Le università, infatti, insistono sulle materie scientifiche, ottenendo, anche dal mondo dell’impresa, finanziamenti crescenti. I giovani si iscrivono in cerca di una formazione tecnologica “utile” per lavoro ben remunerati: “Le facoltà umanistiche rischiano di non attirare gli studenti migliori. E’ un fenomeno reale.
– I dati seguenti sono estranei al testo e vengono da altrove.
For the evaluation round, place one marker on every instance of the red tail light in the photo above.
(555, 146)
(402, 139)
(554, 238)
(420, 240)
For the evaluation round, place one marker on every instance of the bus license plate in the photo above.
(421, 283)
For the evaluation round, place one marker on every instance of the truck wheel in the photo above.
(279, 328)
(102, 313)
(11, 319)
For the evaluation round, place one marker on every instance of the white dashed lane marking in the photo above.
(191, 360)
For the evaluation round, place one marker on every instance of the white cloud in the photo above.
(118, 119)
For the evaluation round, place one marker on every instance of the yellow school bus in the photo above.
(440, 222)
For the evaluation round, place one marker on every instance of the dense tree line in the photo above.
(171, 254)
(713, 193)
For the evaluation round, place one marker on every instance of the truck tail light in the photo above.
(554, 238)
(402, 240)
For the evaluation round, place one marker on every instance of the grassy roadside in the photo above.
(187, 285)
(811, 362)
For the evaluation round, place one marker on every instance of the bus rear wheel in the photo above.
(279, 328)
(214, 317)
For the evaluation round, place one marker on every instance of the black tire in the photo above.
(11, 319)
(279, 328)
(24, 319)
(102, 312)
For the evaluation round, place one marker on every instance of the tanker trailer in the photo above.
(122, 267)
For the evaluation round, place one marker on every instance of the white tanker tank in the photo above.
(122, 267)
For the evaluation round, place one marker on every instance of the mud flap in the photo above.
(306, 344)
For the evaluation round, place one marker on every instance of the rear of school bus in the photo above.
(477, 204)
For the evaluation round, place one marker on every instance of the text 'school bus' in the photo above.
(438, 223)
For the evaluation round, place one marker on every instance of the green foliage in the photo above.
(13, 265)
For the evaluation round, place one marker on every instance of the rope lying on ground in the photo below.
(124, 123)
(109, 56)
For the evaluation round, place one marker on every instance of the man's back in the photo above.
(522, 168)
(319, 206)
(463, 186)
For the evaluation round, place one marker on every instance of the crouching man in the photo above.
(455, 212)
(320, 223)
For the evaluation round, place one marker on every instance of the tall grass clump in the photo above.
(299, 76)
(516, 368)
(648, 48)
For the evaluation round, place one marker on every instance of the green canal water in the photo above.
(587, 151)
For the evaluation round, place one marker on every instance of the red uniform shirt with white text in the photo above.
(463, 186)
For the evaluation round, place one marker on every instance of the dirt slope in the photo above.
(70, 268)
Ed è pericoloso”, sostiene Heller.
D’altronde, sono gli sviluppi del mondo digitale e dell’Intelligenza Artificiale a chiedere una formazione complessa, che si ponga non solo il problema del “come fare” ma soprattutto quello del “senso” delle cose che si fanno, degli aspetti etici e sociali dell’evoluzione scientifica, delle regolazioni, delle decisioni politiche e culturali da prendere di fronte alle nuove frontiere tecnologiche. Per capire. Scegliere. Conoscere le conseguenze senza cedere al mito di un “progresso” considerato sempre e comunque positivo e vantaggioso per tutti. Senza, cioè, rischiare di “far oscurare l’umano da ciò che non lo è”, per dirla con Heller. E senza dimenticare le dimensioni della persona, la sua “interiorità”. Con uno sguardo sul mondo, cioè, non semplicemente “economicista”.

Queste considerazioni hanno peso anche nella discussione in corso, proprio in Italia, sulla necessità di dare più peso alle lauree Stem (l’acronimo anglosassone che indica scienza, tecnologia, ingegneria e matematica) di cui le imprese soffrono la carenza. Discussione essenziale, sul tema delle conoscenze e delle competenze utili allo sviluppo economico. Ma, probabilmente, discussione che ha bisogno di qualche considerazione più approfondita. Insistendo sui saperi umanistici.
Già una decina di anni fa l’Assolombarda, presieduta all’epoca da Gianfelice Rocca, aveva insistito sulla necessità di aggiungere a Stem la lettera “a” di “arts”, le discipline umanistiche: la letteratura, la filosofia, l’estetica, le arti visive. Per arrivare da Stem a Steam. Un radicale miglioramento per la cultura e la formazione.
La questioni è sempre più attuale (come sanno bene, per esempio, pure i Politecnici di Milano e Torino, dove si studia accuratamente filosofia). Proprio di fronte alle nuove frontiere dell’Intelligenza Artificiale. E alle considerazioni di chi sostiene che un algoritmo vada scritto non solo da ingegneri e matematici, ma anche da cyberscienziati, neuropsichiatri, filosofi, economisti, sociologici, giuristi e letterati. Un algoritmo che tenga conto di significati molteplici, questioni di senso, temi etici e sociali, regole e intrecci tra diritti e doveri. Intelligenza artificiale in mani umane. Con la consapevolezza umanissima del senso del limite (le storie recenti, dalla crisi finanziaria alla pandemia e alla guerra ce lo hanno ricordato, imponendoci di guardare in faccia alla nostra fragilità).
Riflettere sulla scienza e le conoscenze di Leonardo sulla centralità della persona umana nell’arte e nella scienza, può suggerire, ancora oggi, utili considerazioni.